Soziale Erziehung/Projekte: Die Schule strebt an, dass über die Qualifikationen im Fachunterricht hinaus weitere soziale Kompetenzen erworben werden. Regelmäßig wiederkehrende Projekte wie „Humanitäre Schule“ (in Kooperation mit dem Deutschen Jugendrotkreuz), „Run for Help“ oder die Brasilienspendenaktion prägen das Bild. Weitere schulübergreifende Projekte wie „Schule mit Zivilcourage“ und „Communities that Care“ in Kooperation mit der Stadt Stadthagen und dem Landespräventionsrat erweitern das Gefühl sozialer Verantwortung für die gesellschaftlichen Abläufe. Diese Maßnahmen helfen bei der Ermittlung der Problemfelder bei Kindern und Jugendlichen und bei der Erstellung eines externen, unterstützenden Netzwerkes.

Vielfalt - Integration - Migration: Die Unterschiedlichkeit von Menschen wird als normal empfunden und die Schule bemüht sich um Akzeptanz und Toleranz. Dabei soll ein Verständnis für die Normalität von Unterschieden im kulturellen und familiären Hintergrund hergestellt werden. Diese Aufgabe übernimmt die gesamte Schulgemeinschaft. Die Fächer Geschichte, Politik-Wirtschaft, Philosophie, Werte und Normen sowie Religion übernehmen hier eine Vorreiterrolle. Die Schülerinnen und Schüler des 7. Jahrgangs befassen sich im Rahmen eines Projektes intensiv mit sexueller Vielfalt. Im Rahmen einer Informationsveranstaltung werden die Erziehungsberechtigten über dieses Projekt und die pädagogische Zielsetzung informiert.

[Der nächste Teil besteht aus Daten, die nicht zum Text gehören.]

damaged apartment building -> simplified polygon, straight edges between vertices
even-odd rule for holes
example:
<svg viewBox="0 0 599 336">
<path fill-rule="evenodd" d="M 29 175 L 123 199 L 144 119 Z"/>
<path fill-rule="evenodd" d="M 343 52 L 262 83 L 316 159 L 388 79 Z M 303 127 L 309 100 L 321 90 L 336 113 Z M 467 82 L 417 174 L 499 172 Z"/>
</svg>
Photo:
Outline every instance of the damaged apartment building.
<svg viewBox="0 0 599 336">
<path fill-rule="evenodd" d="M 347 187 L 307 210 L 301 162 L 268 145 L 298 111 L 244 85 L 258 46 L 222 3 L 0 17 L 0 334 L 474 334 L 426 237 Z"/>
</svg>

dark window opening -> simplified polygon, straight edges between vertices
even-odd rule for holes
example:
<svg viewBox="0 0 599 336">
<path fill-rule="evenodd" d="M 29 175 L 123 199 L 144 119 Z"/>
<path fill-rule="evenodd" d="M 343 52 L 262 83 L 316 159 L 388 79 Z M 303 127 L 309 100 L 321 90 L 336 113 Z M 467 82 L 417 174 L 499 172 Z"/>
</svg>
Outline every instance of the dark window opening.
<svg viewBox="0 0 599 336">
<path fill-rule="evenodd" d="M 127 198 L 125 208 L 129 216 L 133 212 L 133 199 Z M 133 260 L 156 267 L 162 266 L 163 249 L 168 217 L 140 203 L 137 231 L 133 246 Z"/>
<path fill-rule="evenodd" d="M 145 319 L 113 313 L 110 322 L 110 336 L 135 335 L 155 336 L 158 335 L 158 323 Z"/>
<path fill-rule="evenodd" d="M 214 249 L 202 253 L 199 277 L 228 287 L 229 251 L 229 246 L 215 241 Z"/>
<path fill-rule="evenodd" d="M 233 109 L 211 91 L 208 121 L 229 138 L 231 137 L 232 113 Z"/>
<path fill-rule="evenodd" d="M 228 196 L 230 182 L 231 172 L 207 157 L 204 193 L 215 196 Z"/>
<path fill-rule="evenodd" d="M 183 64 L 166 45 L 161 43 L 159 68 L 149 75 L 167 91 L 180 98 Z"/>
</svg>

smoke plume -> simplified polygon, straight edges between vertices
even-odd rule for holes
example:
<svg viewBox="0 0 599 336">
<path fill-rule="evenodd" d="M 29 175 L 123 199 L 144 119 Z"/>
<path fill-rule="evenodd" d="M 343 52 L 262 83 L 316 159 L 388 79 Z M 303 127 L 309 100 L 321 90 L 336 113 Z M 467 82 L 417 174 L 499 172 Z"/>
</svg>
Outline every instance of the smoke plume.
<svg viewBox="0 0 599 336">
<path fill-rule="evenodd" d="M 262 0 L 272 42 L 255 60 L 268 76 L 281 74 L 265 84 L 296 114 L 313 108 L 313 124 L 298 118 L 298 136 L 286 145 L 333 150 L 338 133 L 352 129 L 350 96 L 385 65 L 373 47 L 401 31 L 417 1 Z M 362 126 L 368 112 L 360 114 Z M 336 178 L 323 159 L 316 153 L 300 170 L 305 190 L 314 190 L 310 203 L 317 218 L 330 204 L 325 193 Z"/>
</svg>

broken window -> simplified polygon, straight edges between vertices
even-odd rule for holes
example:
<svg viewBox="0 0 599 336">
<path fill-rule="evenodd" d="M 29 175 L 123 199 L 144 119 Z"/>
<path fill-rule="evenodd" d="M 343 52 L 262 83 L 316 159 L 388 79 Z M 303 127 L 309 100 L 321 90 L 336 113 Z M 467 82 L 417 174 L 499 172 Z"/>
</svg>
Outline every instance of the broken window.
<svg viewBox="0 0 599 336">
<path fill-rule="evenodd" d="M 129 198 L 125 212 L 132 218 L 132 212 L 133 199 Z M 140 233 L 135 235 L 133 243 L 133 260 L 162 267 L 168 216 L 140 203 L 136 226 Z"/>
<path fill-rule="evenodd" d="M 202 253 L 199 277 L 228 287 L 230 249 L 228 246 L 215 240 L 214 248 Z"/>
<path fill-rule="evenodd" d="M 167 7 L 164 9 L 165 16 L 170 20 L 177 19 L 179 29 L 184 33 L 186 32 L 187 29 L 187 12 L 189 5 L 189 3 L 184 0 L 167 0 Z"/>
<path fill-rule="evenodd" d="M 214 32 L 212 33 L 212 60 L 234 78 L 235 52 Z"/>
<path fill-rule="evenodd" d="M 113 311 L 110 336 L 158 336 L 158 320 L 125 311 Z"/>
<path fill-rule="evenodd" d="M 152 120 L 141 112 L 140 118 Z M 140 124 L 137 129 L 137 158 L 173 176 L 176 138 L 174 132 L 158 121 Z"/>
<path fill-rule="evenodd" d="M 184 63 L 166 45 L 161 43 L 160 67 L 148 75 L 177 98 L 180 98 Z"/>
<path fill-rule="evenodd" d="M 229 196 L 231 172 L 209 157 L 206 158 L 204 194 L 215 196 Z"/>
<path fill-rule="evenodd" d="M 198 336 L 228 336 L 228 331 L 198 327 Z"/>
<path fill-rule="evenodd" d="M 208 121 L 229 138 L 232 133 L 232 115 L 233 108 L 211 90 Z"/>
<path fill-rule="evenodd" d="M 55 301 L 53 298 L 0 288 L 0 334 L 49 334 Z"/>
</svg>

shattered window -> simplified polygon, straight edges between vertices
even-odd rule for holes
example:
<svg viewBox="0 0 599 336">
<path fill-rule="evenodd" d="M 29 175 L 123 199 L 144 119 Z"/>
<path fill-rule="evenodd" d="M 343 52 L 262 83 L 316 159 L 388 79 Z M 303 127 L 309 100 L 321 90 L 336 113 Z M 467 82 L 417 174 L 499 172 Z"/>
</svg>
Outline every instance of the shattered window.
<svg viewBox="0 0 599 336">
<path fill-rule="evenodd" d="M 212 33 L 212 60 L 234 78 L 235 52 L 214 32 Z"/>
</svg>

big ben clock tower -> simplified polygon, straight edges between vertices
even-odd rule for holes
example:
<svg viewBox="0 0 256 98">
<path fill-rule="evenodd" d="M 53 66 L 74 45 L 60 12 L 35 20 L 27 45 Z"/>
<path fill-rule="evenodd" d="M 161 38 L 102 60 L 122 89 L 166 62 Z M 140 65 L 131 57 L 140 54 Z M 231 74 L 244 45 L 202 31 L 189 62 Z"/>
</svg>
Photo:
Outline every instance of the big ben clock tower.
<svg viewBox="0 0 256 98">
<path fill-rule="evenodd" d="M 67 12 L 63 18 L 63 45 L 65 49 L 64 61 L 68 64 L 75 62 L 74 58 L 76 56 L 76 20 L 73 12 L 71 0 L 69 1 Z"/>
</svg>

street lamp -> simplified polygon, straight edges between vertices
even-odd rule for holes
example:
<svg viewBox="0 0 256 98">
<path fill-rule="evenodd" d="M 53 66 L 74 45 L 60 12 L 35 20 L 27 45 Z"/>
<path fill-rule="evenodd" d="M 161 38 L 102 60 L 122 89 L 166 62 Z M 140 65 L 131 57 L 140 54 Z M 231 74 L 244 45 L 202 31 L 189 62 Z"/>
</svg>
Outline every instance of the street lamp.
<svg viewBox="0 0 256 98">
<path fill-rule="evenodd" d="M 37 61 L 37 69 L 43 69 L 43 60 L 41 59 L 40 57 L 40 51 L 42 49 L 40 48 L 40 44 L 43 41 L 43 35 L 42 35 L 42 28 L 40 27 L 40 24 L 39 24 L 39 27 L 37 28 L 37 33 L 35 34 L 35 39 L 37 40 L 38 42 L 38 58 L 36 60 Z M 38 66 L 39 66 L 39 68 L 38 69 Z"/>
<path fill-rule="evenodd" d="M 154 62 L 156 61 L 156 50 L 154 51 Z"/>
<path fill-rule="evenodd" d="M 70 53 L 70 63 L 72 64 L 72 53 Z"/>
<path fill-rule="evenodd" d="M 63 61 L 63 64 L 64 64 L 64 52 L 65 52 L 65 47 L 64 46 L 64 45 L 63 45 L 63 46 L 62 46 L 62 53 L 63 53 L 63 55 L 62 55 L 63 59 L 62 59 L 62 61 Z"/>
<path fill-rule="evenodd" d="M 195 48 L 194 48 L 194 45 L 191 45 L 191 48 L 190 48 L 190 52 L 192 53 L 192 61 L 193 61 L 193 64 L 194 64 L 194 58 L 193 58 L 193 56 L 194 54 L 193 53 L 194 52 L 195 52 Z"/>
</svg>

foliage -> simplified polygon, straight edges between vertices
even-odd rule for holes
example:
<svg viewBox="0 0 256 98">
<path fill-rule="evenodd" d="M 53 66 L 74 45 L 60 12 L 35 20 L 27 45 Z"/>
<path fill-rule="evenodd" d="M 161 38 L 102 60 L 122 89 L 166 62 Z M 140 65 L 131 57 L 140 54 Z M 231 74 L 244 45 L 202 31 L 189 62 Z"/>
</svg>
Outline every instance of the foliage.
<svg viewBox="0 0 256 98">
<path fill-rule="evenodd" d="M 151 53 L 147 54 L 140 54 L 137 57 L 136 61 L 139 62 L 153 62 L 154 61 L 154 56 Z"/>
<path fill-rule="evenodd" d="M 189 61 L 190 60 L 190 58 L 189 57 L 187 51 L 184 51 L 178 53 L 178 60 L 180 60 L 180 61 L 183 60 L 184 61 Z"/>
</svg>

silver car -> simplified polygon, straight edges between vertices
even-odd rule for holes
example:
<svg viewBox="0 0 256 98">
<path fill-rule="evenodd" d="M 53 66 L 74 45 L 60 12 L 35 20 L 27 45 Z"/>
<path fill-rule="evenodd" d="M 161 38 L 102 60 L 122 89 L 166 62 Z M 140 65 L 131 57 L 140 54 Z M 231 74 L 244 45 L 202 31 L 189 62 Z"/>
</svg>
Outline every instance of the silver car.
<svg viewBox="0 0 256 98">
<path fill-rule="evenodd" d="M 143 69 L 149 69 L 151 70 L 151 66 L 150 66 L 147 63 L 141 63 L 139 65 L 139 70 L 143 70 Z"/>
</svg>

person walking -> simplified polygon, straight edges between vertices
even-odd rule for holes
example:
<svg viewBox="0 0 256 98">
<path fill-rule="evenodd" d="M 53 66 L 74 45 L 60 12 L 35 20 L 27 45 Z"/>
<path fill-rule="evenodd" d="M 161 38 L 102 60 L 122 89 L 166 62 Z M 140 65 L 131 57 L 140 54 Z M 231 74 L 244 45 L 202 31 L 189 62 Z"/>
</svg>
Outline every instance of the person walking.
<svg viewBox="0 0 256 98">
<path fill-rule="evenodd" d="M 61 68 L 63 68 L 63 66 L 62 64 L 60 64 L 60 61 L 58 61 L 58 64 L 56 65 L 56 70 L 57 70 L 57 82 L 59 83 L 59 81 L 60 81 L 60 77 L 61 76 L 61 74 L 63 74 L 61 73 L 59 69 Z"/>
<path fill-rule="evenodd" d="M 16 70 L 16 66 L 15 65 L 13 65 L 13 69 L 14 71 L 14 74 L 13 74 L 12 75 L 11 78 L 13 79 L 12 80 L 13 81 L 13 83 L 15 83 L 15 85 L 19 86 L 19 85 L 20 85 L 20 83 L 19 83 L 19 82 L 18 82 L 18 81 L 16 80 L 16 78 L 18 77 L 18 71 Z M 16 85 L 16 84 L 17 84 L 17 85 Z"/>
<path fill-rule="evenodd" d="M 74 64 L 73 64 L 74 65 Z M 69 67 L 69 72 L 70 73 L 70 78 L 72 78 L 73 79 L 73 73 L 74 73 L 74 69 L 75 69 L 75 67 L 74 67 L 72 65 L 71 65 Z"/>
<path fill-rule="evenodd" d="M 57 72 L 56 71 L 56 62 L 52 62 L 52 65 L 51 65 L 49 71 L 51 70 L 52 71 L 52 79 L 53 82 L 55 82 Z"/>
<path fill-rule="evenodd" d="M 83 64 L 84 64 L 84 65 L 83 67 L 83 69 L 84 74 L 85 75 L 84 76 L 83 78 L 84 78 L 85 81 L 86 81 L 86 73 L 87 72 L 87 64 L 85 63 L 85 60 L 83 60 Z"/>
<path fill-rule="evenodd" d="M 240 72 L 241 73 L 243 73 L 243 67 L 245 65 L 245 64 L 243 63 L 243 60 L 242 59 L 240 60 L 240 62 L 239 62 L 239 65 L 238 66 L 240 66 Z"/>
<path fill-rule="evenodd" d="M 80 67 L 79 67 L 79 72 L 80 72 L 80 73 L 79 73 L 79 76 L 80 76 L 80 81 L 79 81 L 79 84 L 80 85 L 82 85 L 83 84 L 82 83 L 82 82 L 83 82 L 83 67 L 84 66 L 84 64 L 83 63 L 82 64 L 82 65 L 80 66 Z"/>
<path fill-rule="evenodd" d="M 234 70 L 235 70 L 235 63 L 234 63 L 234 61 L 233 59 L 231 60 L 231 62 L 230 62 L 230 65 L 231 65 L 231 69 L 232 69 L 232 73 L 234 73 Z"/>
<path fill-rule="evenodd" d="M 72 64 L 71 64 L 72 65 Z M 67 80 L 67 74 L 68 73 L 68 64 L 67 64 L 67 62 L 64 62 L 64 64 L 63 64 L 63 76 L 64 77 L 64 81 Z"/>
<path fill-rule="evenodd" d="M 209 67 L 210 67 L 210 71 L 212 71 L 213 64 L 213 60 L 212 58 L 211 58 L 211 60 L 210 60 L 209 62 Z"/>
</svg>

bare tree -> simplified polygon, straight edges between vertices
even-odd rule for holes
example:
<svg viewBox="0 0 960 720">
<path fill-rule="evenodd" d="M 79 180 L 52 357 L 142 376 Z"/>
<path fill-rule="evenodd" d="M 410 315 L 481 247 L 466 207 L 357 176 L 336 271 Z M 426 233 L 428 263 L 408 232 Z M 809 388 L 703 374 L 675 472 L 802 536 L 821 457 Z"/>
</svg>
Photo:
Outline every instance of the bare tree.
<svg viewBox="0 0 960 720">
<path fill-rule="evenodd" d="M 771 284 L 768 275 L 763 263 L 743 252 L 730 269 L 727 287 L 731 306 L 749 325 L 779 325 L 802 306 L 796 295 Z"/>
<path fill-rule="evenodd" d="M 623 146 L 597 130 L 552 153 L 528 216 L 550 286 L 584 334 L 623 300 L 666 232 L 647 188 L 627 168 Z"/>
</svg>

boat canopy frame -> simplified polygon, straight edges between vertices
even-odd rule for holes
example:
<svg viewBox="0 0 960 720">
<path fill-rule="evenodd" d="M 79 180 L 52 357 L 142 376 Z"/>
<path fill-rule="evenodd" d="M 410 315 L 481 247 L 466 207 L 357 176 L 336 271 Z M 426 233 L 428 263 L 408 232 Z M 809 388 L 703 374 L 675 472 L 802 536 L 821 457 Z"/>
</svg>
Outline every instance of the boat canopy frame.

Inklusion: Die Vielfalt verschiedener Persönlichkeiten und deren Unterschiedlichkeit wird durch verschiedenste Maßnahmen erfasst, verstanden und akzeptiert. Dazu gehören Maßnahmen zur individuellen Förderung, binnendifferenzierter, bei Bedarf auch zieldifferenter Unterricht, die Schulung von Schulleitungsmitgliedern sowie Kolleginnen und Kollegen und die selbstverständliche Kooperation mit Förderschulen und Förderschullehrkräften.

Der RGS-Präventionsrat ist das koordinierende Organ für alle Maßnahmen im Bereich Prävention und Intervention. Er repräsentiert verlässlich alle im Präventionsbereich relevanten Ebenen. Er wirkt als steuerndes und koordinierendes Gremium. In diesem Gremium arbeiten Lehrkräfte, die Schulleitung, Mitarbeiterinnen und Mitarbeiter der Schule sowie Eltern- und Schülervertreterinnen und -vertreter zusammen.